I. Les inégalités naturelles ne semblent pas être des injustices

Le constat selon lequel certains semblent bien lotis par la naissance peut nous scandaliser : certains sont plus vifs, d’autres plus forts, certains pourvus de talents et d’autres non. Mais ne faut-il pas plutôt reconnaître qu’il existe nécessairement des inégalités ? Que les hommes ne sont pas égaux par nature ?

Dans le Gorgias de Platon, le sophiste Calliclès soutient que l’injustice est ce qui fait violence à l’ordre de la nature. En empêchant les plus forts d’exprimer leur force, la loi défend l’intérêt des plus faibles et contrevient à la domination des forts sur les faibles.

Si l’on considère comme Calliclès que la justice est « une institution de la nature », il n’y a plus de différence entre le droit et le fait : tout ce que la nature permet devient juste et légitime. Si je peux voler, tuer, commander, c’est que la nature m’y autorise parce qu’elle m’a pourvu des attributs nécessaires et qu’elle en a privé les autres. Ce ne sont pas les inégalités qui constitueraient ainsi une injustice mais l’égalité imposée par le droit : la loi ne doit pas se substituer à la nature. Le droit du plus fort doit l’emporter.

Citation

« [Calliclès] À consulter la nature, […] les bœufs et tous les autres biens des faibles et des petits appartiennent de droit au plus fort et au meilleur » (Platon, Gorgias).

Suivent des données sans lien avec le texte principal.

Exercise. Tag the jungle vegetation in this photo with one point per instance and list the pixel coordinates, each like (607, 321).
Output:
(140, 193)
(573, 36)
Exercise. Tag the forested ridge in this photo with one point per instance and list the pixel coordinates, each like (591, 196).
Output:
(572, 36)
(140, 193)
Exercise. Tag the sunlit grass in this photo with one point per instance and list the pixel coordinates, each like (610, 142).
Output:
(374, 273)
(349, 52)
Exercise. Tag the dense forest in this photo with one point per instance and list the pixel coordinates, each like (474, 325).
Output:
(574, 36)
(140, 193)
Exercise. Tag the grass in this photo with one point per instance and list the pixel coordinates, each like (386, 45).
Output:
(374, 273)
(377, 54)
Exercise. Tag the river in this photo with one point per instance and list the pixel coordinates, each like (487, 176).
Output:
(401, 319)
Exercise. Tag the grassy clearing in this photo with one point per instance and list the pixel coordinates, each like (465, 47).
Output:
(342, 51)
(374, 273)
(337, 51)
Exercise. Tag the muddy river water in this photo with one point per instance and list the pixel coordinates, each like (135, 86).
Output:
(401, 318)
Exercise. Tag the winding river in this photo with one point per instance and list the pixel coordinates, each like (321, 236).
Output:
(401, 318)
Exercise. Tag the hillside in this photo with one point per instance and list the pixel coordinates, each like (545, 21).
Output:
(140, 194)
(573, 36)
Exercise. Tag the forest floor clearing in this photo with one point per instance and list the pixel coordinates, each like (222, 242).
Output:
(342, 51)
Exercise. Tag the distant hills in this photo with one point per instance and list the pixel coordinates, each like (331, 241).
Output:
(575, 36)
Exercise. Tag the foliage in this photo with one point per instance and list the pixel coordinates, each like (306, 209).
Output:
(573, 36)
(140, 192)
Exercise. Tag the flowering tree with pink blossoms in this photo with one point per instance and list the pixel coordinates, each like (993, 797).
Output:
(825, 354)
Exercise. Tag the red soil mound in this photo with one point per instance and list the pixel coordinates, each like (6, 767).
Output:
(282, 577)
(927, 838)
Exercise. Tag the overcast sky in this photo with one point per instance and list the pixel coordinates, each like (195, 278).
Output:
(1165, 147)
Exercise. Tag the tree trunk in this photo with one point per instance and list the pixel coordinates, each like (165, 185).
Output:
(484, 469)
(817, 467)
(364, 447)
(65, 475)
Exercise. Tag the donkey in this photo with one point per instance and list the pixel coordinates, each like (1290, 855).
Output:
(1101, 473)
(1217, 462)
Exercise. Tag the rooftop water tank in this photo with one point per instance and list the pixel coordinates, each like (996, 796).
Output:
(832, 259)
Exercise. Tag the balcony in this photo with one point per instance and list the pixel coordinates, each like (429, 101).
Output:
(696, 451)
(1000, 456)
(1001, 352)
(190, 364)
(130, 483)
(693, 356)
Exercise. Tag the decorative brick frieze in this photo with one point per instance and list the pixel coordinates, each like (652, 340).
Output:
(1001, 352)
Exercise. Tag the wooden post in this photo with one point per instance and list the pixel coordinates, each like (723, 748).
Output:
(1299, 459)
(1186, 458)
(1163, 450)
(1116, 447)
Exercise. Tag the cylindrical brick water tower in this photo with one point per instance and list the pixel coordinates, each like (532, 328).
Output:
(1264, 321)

II. Il est toutefois juste de lutter contre les inégalités

1)  L’insuffisance du droit du plus fort

Comment être certain que c’est bien la nature qui s’exprime, et non pas les structures de notre communauté politique et sociale ? Si certains sont plus riches, est-ce seulement parce qu’ils le méritent ? Ou bien parce qu’ils ont disposé, par la naissance ou par la chance, des moyens de s’enrichir plus que les autres ?

L’homme a en propre sa capacité à penser et à critiquer les valeurs sur lesquelles est fondée la société. Celle-ci est dynamique et non pas statique : elle n’est pas commandée par l’instinct naturel. Il nous revient donc d’établir par nous-mêmes ce qui paraît bon et juste. Nous ne pouvons nous satisfaire des inégalités qui ne seraient justifiées que par la nature.

2)  Il faut travailler à réduire les inégalités

Marx explique que les inégalités sociales n’ont pas pour origine des différences de mérite mais simplement des différences sociales. Les hommes qui naissent en possédant le capital, c’est-à-dire qui ont la propriété des moyens de production, s’enrichissent au détriment des autres. Or ces inégalités ne sont pas légitimes. Il faut dès lors réclamer l’égalité réelle entre les individus.

III. L’équité peut constituer une juste inégalité

Il faut distinguer la stricte égalité de l’équité : l’égalité consiste à donner la même chose à chacun, l’équité implique de traiter les citoyens différemment, justement en vue de leur égalité. Cela implique de reconnaître que tous n’occupent pas la même position sociale. C’est le but des mécanismes de redistribution des richesses par exemple.

John Rawls explique que les inégalités de traitement économiques et sociales doivent bénéficier aux plus désavantagés pour être justes. Il ne s’agit pas de modifier ou de compenser les différences naturelles, mais plutôt de donner à chacun la chance de ne pas subir sa situation sociale, c’est-à-dire de pouvoir exprimer ses mérites.